A tinfoil theory actually suggests that the Faceless Men of Braavos were behind the attack on Hardhome as practice for their true target: the Valyrians who enslaved them in the first place. Although the events in Valyria and Hardhome take place around 200 years apart, there are a striking number of similarities. And if nothing else, the Faceless Men are very patient.

Why would the wildlings go to Hardhome if it’s cursed?

The show has yet to touch on why the wildlings are at Hardhome, but in ADWD they’re led there after Mance Rayder is defeated by Stannis Baratheon’s army by a mysterious wildling witch with the gift of prophecy called Mother Mole. She had a vision of ships and told them that they’d “find salvation where once they found damnation.”

In one sense, it’s already come true; ships did come for the wildlings but probably not the ones they were hoping for.

What is Jon trying to do? And why?

Jon’s ADWD plot, once he’s settled into the Lord Commander position, is to get the wildlings who are stuck at Hardhome south of the Wall before it’s too late. From what we’ve seen of Jon so far, it’s within his character to protect all of the men, women, and children of the realm (even the wildlings), but his motives are also more practical.

The wildlings are dying, and they won’t long survive the winter or the wights and White Walkers who inhabit those lands. When they die, they’ll become wights too. Thousands will join the army of the dead—and the Night’s Watch will have even more to fight once they reach the Wall. Saving them will save lives, but it’ll also reduce the White Walkers’ strength.

So what’s the gameplan—and how does it differ from the book?

Jon and Tormund will be traveling to Hardhome on Stannis’s ships, stepping in for Cotter Pyke, who leads the fleet in ADWD; Tormund isn’t at Castle Black at this point, but he and Jon eventually plan to lead a land mission to Hardhome before Jon hands the reins over to him. On the show, Tormund argues that the wildlings need to hear directly from Jon that they will be guaranteed safe passage. Sending Jon on the mission on the TV show gives us a familiar face, one to root for besides Tormund Giantsbane.

But as we’ve seen from the trailers, things don’t exactly go well.

How come?

The production crew gave us plenty of reason to be worried.
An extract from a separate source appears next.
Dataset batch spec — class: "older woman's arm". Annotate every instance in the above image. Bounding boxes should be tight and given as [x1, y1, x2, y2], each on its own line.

Along with the fight sequences we’ve seen in trailers, Miguel Sapochnik, who directs episodes 7 and 8 of season 5, talked about a battle sequence, and the crew said that “one of the most complex and ambitious scenes of the season is filmed over three weeks” in Hardhome. (Episode 8 is actually called “Hardhome.”)

And as Vanity Fair’s Joanna Robinson discovered in a behind-the-scenes video, it looks like the wildlings and the Night’s Watch will be facing off against some powerful White Walkers (which may or may not include the Night’s King).

But we don’t actually see Hardhome in the books.

This is true, which makes everything about this so interesting—and crucial—for the future of Game of Thrones.

Although I speculated about the importance of the greyscale plot this season, the trek to Hardhome (and the ensuing battle) might turn out to be the first thing that “spoils” fans about future books in A Song of Ice and Fire.

We only ever hear bits and pieces about Hardhome because the main viewpoint character in the books, Jon, never goes to Hardhome. It’s mysterious and spooky, and just like Valyria, we’re going to catch a glimpse in the show before the books.

But also, with the Hardhome plot advanced significantly, we’ll also be getting even closer to Jon’s ultimate fate. In the books he’s stabbed by his fellow brothers after he steps down from leading the Hardhome mission and tries to rally the wildlings and his brothers to attack Winterfell, but will a similar betrayal happen in Hardhome? Or will he fall to a wound from a wight or White Walker?

It’s hard to say at this point, but we do know one thing: Winter isn’t coming. Up north, it’s already here.